Change in elevation of cloudy layer suggests seasonal cycles

THE WOODLANDS, Texas — The sky is falling on Titan. An upper layer of the Saturnian moon’s hazy shroud has plunged more than 100 kilometers since the Cassini spacecraft whizzed by in 2004, suggesting that shifting seasons can do more than dump rain.

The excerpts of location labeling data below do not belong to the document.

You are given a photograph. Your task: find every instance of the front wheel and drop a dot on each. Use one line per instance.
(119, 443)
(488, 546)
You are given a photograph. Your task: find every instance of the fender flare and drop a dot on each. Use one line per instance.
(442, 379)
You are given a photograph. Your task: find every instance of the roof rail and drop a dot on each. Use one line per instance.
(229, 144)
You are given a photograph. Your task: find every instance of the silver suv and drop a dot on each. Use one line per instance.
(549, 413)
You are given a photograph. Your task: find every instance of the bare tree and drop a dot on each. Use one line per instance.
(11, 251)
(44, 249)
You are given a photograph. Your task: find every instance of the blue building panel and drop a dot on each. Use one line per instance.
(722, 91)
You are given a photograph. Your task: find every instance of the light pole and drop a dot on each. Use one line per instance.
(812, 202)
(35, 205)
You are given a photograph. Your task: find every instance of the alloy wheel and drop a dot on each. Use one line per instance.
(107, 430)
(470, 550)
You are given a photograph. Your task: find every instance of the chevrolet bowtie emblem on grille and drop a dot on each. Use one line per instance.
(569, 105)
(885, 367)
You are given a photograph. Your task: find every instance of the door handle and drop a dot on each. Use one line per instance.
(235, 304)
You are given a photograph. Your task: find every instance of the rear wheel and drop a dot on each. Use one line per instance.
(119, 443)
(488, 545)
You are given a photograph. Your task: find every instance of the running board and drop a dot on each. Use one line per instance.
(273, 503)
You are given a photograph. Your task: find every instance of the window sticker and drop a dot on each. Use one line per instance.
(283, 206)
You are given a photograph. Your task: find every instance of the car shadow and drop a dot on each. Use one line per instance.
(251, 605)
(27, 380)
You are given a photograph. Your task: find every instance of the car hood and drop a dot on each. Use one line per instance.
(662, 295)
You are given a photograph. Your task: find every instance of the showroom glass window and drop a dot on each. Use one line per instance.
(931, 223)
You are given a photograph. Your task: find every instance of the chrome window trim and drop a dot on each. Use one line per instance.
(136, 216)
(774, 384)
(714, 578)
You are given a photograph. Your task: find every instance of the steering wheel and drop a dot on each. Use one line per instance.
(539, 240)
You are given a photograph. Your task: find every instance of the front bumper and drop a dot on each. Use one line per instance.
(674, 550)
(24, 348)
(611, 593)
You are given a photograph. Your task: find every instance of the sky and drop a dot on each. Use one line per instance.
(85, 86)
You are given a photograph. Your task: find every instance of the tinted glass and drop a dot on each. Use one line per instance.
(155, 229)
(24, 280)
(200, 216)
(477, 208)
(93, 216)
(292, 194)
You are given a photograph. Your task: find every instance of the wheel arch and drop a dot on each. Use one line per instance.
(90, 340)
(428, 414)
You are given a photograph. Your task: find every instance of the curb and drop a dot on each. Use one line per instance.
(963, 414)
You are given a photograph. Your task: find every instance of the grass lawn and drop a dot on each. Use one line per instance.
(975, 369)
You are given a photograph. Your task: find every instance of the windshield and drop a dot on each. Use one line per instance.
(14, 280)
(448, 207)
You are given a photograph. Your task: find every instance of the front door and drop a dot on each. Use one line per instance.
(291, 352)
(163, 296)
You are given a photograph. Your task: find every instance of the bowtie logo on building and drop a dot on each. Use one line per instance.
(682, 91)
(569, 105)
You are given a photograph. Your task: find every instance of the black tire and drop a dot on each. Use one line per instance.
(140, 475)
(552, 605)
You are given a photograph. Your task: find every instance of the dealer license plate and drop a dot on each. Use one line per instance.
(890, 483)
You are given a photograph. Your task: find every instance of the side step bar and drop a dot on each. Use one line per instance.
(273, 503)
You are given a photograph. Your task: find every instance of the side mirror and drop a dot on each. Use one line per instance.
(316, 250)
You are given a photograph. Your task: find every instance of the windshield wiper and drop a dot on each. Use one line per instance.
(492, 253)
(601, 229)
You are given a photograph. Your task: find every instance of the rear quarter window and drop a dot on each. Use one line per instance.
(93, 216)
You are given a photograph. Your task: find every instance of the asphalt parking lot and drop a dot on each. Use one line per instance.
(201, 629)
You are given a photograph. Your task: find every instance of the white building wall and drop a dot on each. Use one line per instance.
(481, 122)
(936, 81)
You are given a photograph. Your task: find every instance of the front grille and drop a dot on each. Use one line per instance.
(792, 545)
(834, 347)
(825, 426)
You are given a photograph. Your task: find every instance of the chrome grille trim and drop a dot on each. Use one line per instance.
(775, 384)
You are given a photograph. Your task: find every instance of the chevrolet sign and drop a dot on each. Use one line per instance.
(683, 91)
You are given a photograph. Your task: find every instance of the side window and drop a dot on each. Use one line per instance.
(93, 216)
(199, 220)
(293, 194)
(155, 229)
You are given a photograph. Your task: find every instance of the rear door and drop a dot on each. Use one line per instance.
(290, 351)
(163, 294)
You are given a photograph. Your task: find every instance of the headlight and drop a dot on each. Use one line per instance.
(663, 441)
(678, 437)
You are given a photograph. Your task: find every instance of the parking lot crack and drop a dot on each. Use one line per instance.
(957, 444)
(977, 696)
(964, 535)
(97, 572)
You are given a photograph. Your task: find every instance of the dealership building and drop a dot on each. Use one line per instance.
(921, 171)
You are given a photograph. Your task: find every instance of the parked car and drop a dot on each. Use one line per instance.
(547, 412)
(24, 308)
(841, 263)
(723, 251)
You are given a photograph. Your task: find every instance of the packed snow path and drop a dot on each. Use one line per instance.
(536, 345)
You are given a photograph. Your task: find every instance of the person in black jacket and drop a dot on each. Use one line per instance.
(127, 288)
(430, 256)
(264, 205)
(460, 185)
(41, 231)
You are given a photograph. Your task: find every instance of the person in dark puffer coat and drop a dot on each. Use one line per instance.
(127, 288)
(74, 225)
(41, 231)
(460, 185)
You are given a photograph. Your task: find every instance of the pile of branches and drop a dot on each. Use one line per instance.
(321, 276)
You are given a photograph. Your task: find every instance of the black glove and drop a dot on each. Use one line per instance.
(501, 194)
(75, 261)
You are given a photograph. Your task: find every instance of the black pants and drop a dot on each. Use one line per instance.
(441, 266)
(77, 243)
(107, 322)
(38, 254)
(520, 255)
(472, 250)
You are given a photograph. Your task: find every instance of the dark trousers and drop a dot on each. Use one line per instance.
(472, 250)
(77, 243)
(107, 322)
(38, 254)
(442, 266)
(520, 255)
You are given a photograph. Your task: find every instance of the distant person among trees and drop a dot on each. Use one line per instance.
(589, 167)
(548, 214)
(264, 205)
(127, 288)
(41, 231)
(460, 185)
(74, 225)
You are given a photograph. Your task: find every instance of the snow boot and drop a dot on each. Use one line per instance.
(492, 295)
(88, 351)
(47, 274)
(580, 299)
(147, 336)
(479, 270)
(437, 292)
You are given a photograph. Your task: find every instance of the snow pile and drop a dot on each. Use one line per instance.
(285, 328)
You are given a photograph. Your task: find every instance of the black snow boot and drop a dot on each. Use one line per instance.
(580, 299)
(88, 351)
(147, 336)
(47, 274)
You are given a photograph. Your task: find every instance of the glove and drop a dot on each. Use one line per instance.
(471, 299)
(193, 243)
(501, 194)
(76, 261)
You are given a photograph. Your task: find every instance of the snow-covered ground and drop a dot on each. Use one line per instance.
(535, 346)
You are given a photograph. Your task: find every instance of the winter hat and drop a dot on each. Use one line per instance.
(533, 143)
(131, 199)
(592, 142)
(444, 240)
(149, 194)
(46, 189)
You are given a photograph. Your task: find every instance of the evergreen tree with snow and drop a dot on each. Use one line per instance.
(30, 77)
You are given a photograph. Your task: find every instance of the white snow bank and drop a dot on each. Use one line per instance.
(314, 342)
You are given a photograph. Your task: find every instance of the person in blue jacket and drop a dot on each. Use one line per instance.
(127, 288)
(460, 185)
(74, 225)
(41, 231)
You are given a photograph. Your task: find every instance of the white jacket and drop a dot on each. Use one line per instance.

The mysterious atmospheric haze surrounding Titan, Saturn’s largest moon (seen at center), apparently changes in altitude seasonally, scientists have found. The smaller moon to Titan’s right is Dione. NASA, JPL-Caltech, Space Science Institute

Early Cassini images revealed a smoggy world circled by a detached, hazy layer that hovered 500 kilometers above the moon’s surface. Now, new images reveal, that layer has sunk to an altitude of around 360 kilometers, said Robert West of the Jet Propulsion Laboratory in Pasadena, Calif., on March 19 at the 43rd Lunar and Planetary Science Conference.

The layer’s current altitude almost precisely matches the haze’s position in 1981, when the Voyager spacecraft recorded images of Titan hiding beneath the clouds. “To me, that’s just astonishing,” said West. 

One year on Titan is the equivalent of nearly 30 years on Earth — and now, one Titan year after Voyager, the moon looks more or less as it did in 1981. When Cassini first swung by in 2004, the haze had ballooned outward and covered the entire moon except for the wintry north pole vortex. Now, as winter comes to the south, the haze is shrinking, and images snapped by Cassini in late February reveal the beginnings of a vortex at the south pole.

“It’s really spectacular,” said planetary scientist John Spencer of the Southwest Research Institute in Boulder, Colo. “You’re seeing this world changing before your eyes, and there are all these totally unexpected, very dramatic patterns that show up. You just can’t wait to see what’s going to happen next.”

Scientists suspect that shifting seasons are accompanied by changing atmospheric patterns, and the collapsing haze layer could be one of a constellation of seasonal cycles. But so far, researchers haven’t  been able to explain the mechanics of the falling haze.

“This is new; we’re seeing it for the first time with Cassini,” West says. “We’ll see within the next couple of years how this evolves.”